[PATCH 3/3] EDAC/igen6: Add polling support

Orange Kao posted 3 patches 2 weeks, 6 days ago
[PATCH 3/3] EDAC/igen6: Add polling support
Posted by Orange Kao 2 weeks, 6 days ago
Some PCs with Intel N100 (with PCI device 8086:461c, DID_ADL_N_SKU4)
experienced issues with error interrupts not working, even with the
following configuration in the BIOS.

    In-Band ECC Support: Enabled
    In-Band ECC Operation Mode: 2 (make all requests protected and
                                   ignore range checks)
    IBECC Error Injection Control: Inject Correctable Error on insertion
                                   counter
    Error Injection Insertion Count: 251658240 (0xf000000)
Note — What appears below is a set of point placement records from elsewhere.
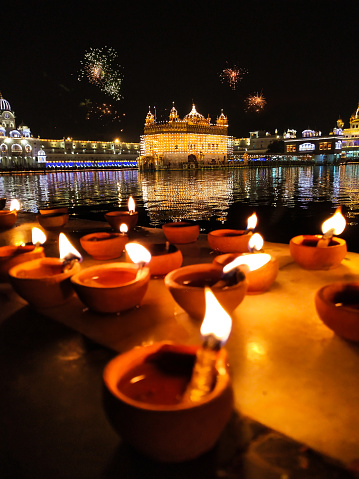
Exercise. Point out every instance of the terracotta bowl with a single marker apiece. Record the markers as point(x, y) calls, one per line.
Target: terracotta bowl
point(104, 245)
point(112, 287)
point(116, 218)
point(42, 282)
point(305, 252)
point(163, 258)
point(187, 284)
point(259, 280)
point(12, 255)
point(338, 307)
point(229, 241)
point(53, 221)
point(166, 432)
point(51, 211)
point(181, 232)
point(7, 218)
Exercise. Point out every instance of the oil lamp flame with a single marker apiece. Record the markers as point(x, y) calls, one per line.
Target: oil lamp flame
point(138, 253)
point(123, 228)
point(14, 205)
point(217, 321)
point(252, 261)
point(256, 242)
point(336, 223)
point(67, 251)
point(252, 222)
point(37, 236)
point(131, 205)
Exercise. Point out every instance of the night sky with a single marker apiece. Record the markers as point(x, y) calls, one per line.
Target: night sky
point(301, 55)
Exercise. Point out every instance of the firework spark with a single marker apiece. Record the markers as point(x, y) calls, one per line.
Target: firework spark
point(255, 102)
point(100, 68)
point(232, 75)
Add polling mode support for these machines to ensure that memory error
events are handled.

Signed-off-by: Orange Kao <orange@aiven.io>
---
 drivers/edac/igen6_edac.c | 23 +++++++++++++++++++++++
 1 file changed, 23 insertions(+)

diff --git a/drivers/edac/igen6_edac.c b/drivers/edac/igen6_edac.c
index fa488ba15059..eb783c6b77f1 100644
--- a/drivers/edac/igen6_edac.c
+++ b/drivers/edac/igen6_edac.c
@@ -1170,6 +1170,20 @@ static int igen6_pci_setup(struct pci_dev *pdev, u64 *mchbar)
 	return -ENODEV;
 }
 
+static void igen6_check(struct mem_ctl_info *mci)
+{
+	struct igen6_imc *imc = mci->pvt_info;
+	u64 ecclog;
+
+	/* errsts_clear() isn't NMI-safe. Delay it in the IRQ context */
+	ecclog = ecclog_read_and_clear(imc);
+	if (!ecclog)
+		return;
+
+	if (!ecclog_gen_pool_add(imc->mc, ecclog))
+		irq_work_queue(&ecclog_irq_work);
+}
+
 static int igen6_register_mci(int mc, u64 mchbar, struct pci_dev *pdev)
 {
 	struct edac_mc_layer layers[2];
@@ -1211,6 +1225,8 @@ static int igen6_register_mci(int mc, u64 mchbar, struct pci_dev *pdev)
 	mci->edac_cap = EDAC_FLAG_SECDED;
 	mci->mod_name = EDAC_MOD_STR;
 	mci->dev_name = pci_name(pdev);
+	if (edac_op_state == EDAC_OPSTATE_POLL)
+		mci->edac_check = igen6_check;
 	mci->pvt_info = &igen6_pvt->imc[mc];
 
 	imc = mci->pvt_info;
@@ -1352,6 +1368,10 @@ static void unregister_err_handler(void)
 
 static void opstate_set(struct res_config *cfg)
 {
+	/* Only the polling mode can be set via the module parameter. */
+	if (edac_op_state == EDAC_OPSTATE_POLL)
+		return;
+
 	/* Set the mode according to the configuration data. */
 	if (cfg->machine_check)
 		edac_op_state = EDAC_OPSTATE_INT;
@@ -1483,3 +1503,6 @@ module_exit(igen6_exit);
 MODULE_LICENSE("GPL v2");
 MODULE_AUTHOR("Qiuxu Zhuo");
 MODULE_DESCRIPTION("MC Driver for Intel client SoC using In-Band ECC");
+
+module_param(edac_op_state, int, 0444);
+MODULE_PARM_DESC(edac_op_state, "EDAC Error Reporting state: 0=Poll, Others or default=Auto detect");
-- 
2.47.0
Re: [PATCH 3/3] EDAC/igen6: Add polling support
Posted by Borislav Petkov 2 weeks, 5 days ago
On Mon, Nov 04, 2024 at 12:40:54PM +0000, Orange Kao wrote:
> +module_param(edac_op_state, int, 0444);
> +MODULE_PARM_DESC(edac_op_state, "EDAC Error Reporting state: 0=Poll, Others or default=Auto detect");

Why is this module parameter here instead of detecting those broken machines
and enabling polling on them by default and automatically?

-- 
Regards/Gruss,
    Boris.

https://people.kernel.org/tglx/notes-about-netiquette
RE: [PATCH 3/3] EDAC/igen6: Add polling support
Posted by Zhuo, Qiuxu 2 weeks, 5 days ago
> From: Borislav Petkov <bp@alien8.de>
> [...]
> On Mon, Nov 04, 2024 at 12:40:54PM +0000, Orange Kao wrote:
> > +module_param(edac_op_state, int, 0444);
> > +MODULE_PARM_DESC(edac_op_state, "EDAC Error Reporting state: 0=Poll,
> > +Others or default=Auto detect");
> 
> Why is this module parameter here instead of detecting those broken
> machines and enabling polling on them by default and automatically?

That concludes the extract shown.